Last Updated on May 8, 2015, by eNotes Editorial. Word Count: 744
Like all Colette’s novels, The Cat is about love. The relationship between the lovers is unhappy because Colette believed that no genuine communication between men and women is possible: Their needs are both different and mutually exclusive.
The major problem in the marriage is Alain’s inability to adjust to both adulthood and the post-World War I era, which he considers to be sullied beyond redemption. Alain is attracted to Camille in the only way that Colette’s lovers are ever attracted to each other—through sexual desire—but Camille’s modern attitudes, especially those toward sex, condemn even their conjugal relationship to failure. In Alain’s judgment, Camille is insufficiently impressed by his male presence, and her boldness in initiating sexual encounters dampens his ardor and offends his sensibilities. Camille’s robust sexual appetite makes Alain flee to Saha, setting up an unusual romantic triangle which not only pits one female against another but also contrasts adulthood and sensuality (represented by Camille) versus childhood and innocence (represented by Saha). For Colette, the purity of all animals is inherent in their being because they are ruled by instinct, and therefore act without duplicity or guile—qualities that Colette believed destroy innocence and characterize much adult human behavior. The suffering that both Alain and Camille experience in their futile attempt to find common ground makes the reader more sympathetic to them.

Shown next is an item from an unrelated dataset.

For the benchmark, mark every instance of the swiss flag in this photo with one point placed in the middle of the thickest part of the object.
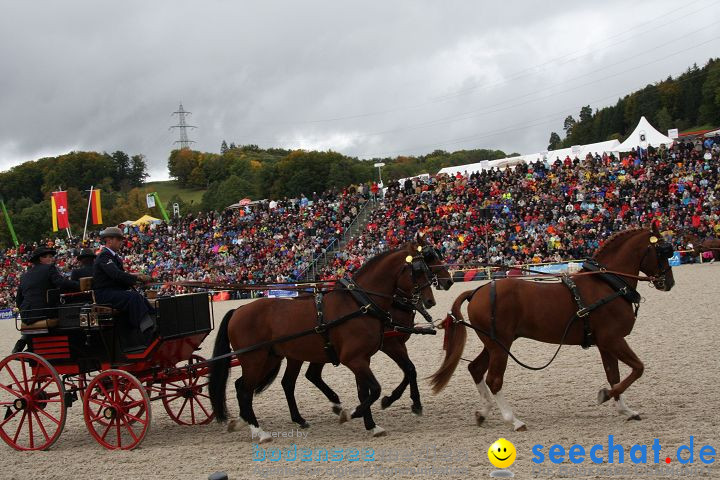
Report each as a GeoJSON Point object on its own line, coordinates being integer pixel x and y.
{"type": "Point", "coordinates": [60, 211]}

The ideal for which Alain yearns nostalgically is the innocence of his childhood experience in his mother’s home and garden, but his aspirations are in an unnatural form: Adult childhood and adult innocence are as unattainable in reality as their vision is seductive in concept. Thus, Alain’s marriage is doomed to failure, his hopes are deluged by frustration, and his existence is reduced to impotence.
The Cat is a concise work of literature written from the woman’s point-of-view in dialogue that is lean and incisive. Colette skillfully structures her words so that the reader empathizes not with Alain, whose thoughts and experiences are recounted, but with Camille, whose point of view is focused on only during the scene in which she attempts to murder Saha.

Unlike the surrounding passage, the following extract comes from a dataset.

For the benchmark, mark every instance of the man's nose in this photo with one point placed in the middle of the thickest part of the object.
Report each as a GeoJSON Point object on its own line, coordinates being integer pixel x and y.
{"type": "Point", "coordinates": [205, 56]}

Colette believed that the way to make abstract concepts intelligible to readers was to avoid lush prose and to focus on precise descriptions of physical objects. She also thought that ideas could be emphasized and explained by presenting them in dialectical contrasts. As in Colette’s novels Chéri (1920; English translation, 1929) and La Fin de Chéri (1926; The Last of Chéri, 1932), the most obvious of these contrasts are the newlyweds themselves, who are almost mirror opposites. Alain is the last scion of an ancient silk-manufacturing firm whose roots in antiquity and connection to wealth and luxury help to give him both an abiding love for the past and lofty social status. Camille’s family are newly rich manufacturers of washing machines, a product closely linked with the postwar era that Alain despises and considers meretricious. Moreover, the personalities of Alain and Camille are as antipodal as their family origins. She is dark and energetic; he is fair and lethargic. He dreams of the past; she embraces the present and looks toward the future. He prefers a quiet, genteel lifestyle; she adores the pleasures and excitement of postwar culture. Such contrasts make their incompatibility obvious and help to explain the choices that each of them makes during the novel.

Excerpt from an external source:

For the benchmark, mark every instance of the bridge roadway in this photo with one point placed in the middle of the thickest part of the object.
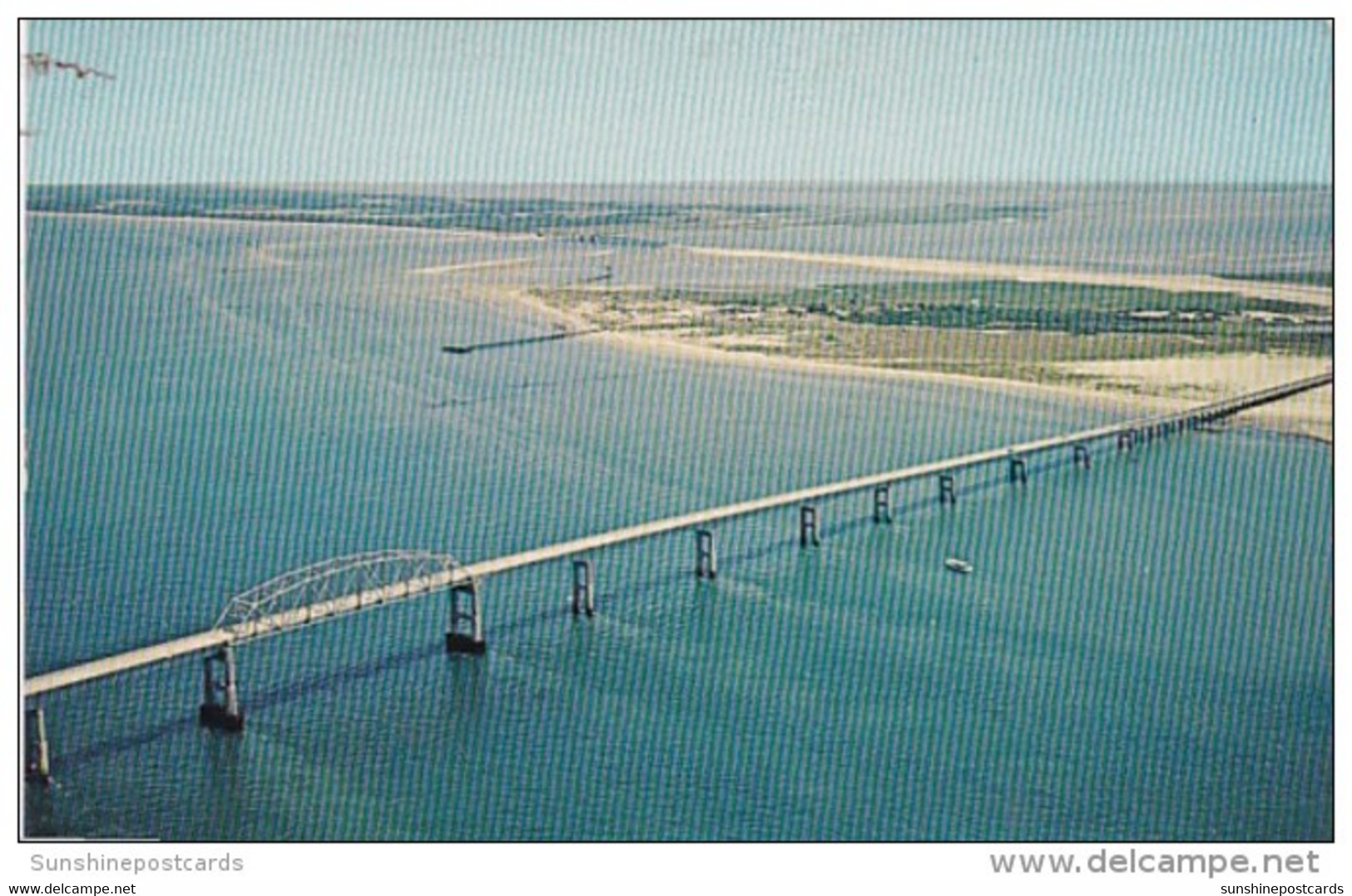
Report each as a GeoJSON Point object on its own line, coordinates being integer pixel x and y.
{"type": "Point", "coordinates": [330, 608]}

Another technique that Colette employs in The Cat to convey her ideas is the use of symbols. Purity, for example, is transmitted by the color blue and by the dawn, which also is described as having a grey-bluish cast. In addition to colors, the number three serves as a major symbol in The Cat. In fact, the novel’s unusual love triangle is echoed by a plethora of threes. Most notable are the strange three-cornered bedroom of the Wedge, the apartment’s three terraces, and the three poplar trees that grow in the garden below. Finally, body size serves as a symbol for the ability to adjust to adulthood. After their wedding, Camille’s healthy weight gain is counterpoised by Alain and Saha’s dramatic weight loss. It was not sexuality per se that Alain could not embrace—the text clearly indicates that he had successful sexual experiences before meeting Camille—but adult responsibility, which his body subconsciously rejected by denying him the food that would provide the energy necessary to lead a normal adult life.